Well, nice hearing from you again, later on
 

*mistress*

Member
Veteran
Hey Delta
GREAT Info as always. I went around to a few home depots to look for turface and no one had it. I get my perlite from a local nursrey. i been buying a shitload of 4 CF bags and she ran out, i need perlite and i have to wait till wednesday. so tried looking for turface. oh well wed im getting 2 bags. i cant wait till she asks what im doing with the50 or 60 CF ive bought so far. anyway shit sorry im on Permafrost and it makes me ramble.
Got a Q for ya. I had some plants in 2L for about a month, then went to 5g buckets. veg in the buckets another month. then flowered they are looking good. How long did you veg your trees once they hit the "5 Gal" pot? thanks man
pumice works well as a perlite substitute, or to replace perlite altogether. just bigger rocks; no sludge of hydroton or lava rocks...

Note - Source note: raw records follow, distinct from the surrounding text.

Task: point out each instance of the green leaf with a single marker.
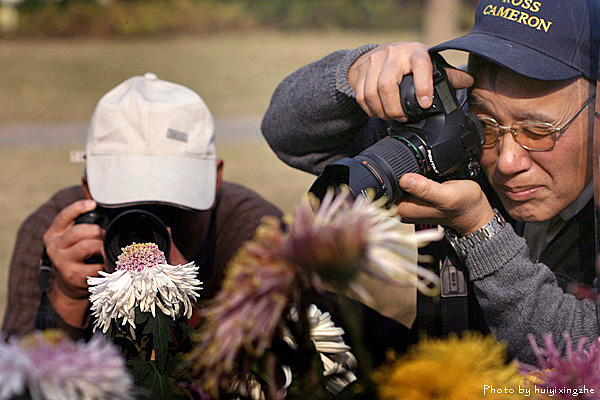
(147, 375)
(160, 329)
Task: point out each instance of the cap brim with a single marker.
(514, 56)
(115, 180)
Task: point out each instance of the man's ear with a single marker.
(86, 189)
(220, 165)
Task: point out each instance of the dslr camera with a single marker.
(125, 225)
(440, 142)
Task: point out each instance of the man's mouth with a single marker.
(520, 193)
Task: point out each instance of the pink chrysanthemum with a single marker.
(578, 369)
(49, 366)
(142, 279)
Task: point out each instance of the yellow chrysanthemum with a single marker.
(450, 369)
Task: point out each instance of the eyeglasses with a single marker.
(534, 136)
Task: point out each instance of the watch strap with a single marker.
(462, 245)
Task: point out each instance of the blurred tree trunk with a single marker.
(442, 20)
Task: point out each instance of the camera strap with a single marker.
(454, 301)
(44, 319)
(205, 257)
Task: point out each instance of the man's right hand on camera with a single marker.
(67, 246)
(375, 77)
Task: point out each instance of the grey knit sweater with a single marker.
(314, 119)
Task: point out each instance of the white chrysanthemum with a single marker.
(142, 278)
(338, 361)
(49, 366)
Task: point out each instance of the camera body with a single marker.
(125, 225)
(440, 142)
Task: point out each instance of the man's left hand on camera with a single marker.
(67, 246)
(457, 204)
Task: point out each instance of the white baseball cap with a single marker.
(150, 140)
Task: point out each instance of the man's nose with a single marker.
(512, 157)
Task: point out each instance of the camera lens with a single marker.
(136, 225)
(378, 168)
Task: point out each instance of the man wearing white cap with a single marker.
(150, 146)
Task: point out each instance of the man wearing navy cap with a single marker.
(527, 231)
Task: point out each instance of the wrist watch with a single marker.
(462, 245)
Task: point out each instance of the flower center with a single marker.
(138, 256)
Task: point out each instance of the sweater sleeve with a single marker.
(23, 288)
(519, 297)
(313, 118)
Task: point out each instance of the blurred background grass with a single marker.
(52, 75)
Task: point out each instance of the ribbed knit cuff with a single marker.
(341, 79)
(491, 256)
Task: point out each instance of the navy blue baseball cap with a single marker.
(540, 39)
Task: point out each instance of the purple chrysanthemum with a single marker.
(247, 310)
(345, 237)
(578, 369)
(49, 366)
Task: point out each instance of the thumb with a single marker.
(459, 79)
(418, 186)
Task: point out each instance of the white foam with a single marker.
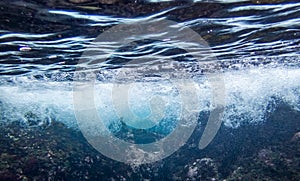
(250, 95)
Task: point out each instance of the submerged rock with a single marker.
(204, 168)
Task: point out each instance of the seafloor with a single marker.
(266, 151)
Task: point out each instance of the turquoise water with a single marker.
(255, 47)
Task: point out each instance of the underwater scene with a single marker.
(149, 90)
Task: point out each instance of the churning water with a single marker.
(256, 46)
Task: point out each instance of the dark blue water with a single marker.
(255, 45)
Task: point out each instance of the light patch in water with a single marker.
(250, 96)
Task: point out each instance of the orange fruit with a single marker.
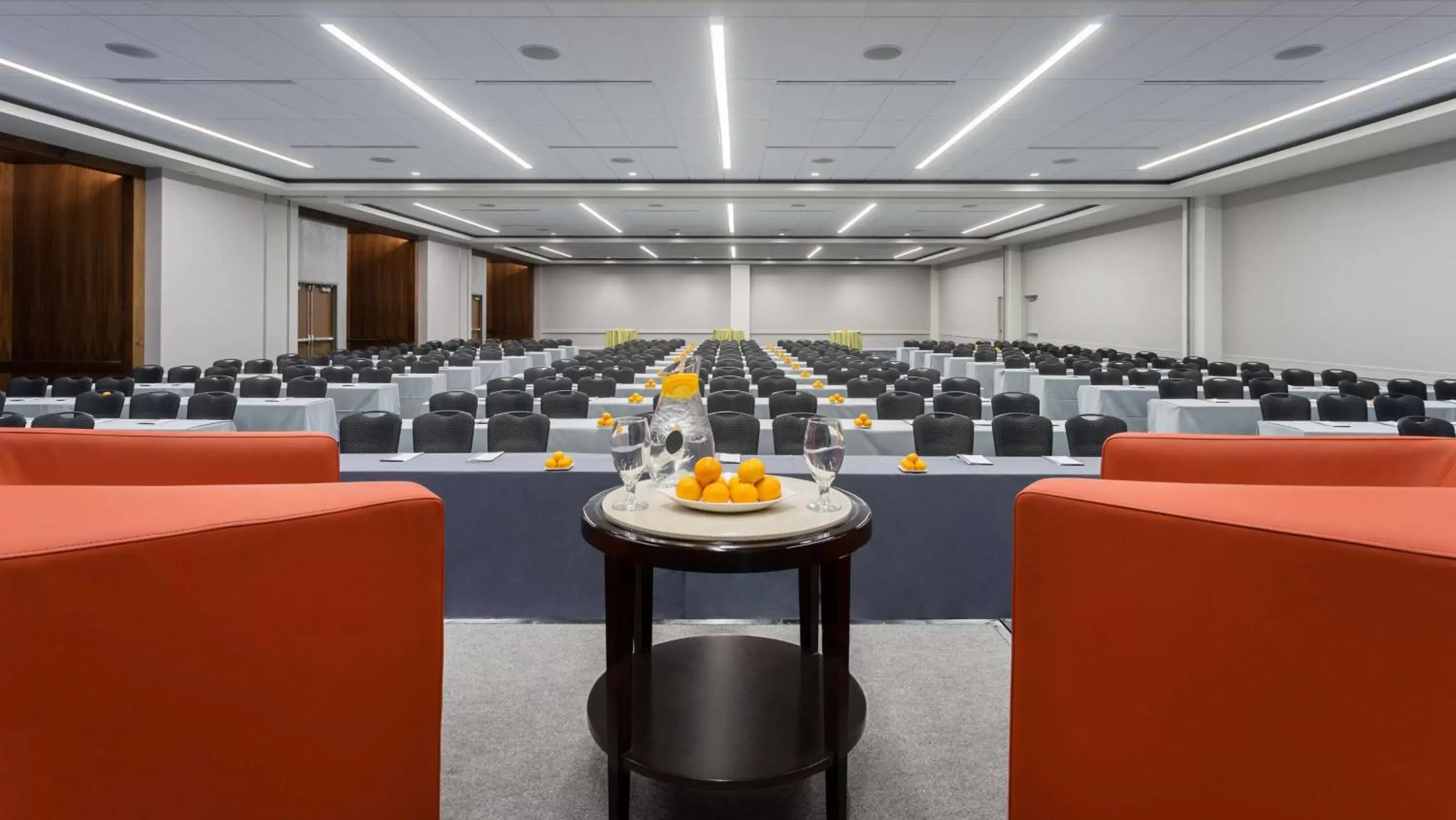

drill many holes into 5 gal bucket.
veg until roots profusely grow out of bottom of 5 gal bucket.
or, until plant is 3 cubic feet, mass.
stem should be between nickel & quarter thickness...

if run 20/4-24/0, should take between 2-8 wks... depending on cultivar.

enjoy your garden!
 

bostrom155

Active member
Hey Delta,
I see that Wormway has free shipping till tonight. this will save me alot of money, so im ordering 2 big bags of perlite and a 40L bag of coco. Their is a JohnDeere store in town that might have turface, thank you for the link. Ill check that out monday.
I was worried about rootbound pots with the month of veg in the 5G buckets, but i quess im good then.
Thanks again Delta
 

bostrom155

Active member
Thank you Mistress, I'll check the pumice out. One of these days i'll figure out a final medium. I have soiless, hemps w/ perlite and now some coco plants. I have a 4x8 flower room now, expanding to another 3x4 in a week.
 

bostrom155

Active member
Couple of shots of the plant in question. This is permafrost 8 week veg, went into flower bout 2 weeks ago
IMG_0532.jpg IMG_0531.jpg IMG_0530.jpg
 

bostrom155

Active member
Its called Permafrost, it was a clone from my buddy's brother grow in oregon. Yield is ok, not the biggest, but decent. Its probably some of the best smoke i ever had. it has a cool minty menthol taste. Very thought provoking and social, but your fucked up. I hear its a cross of trainwreck and ice princess.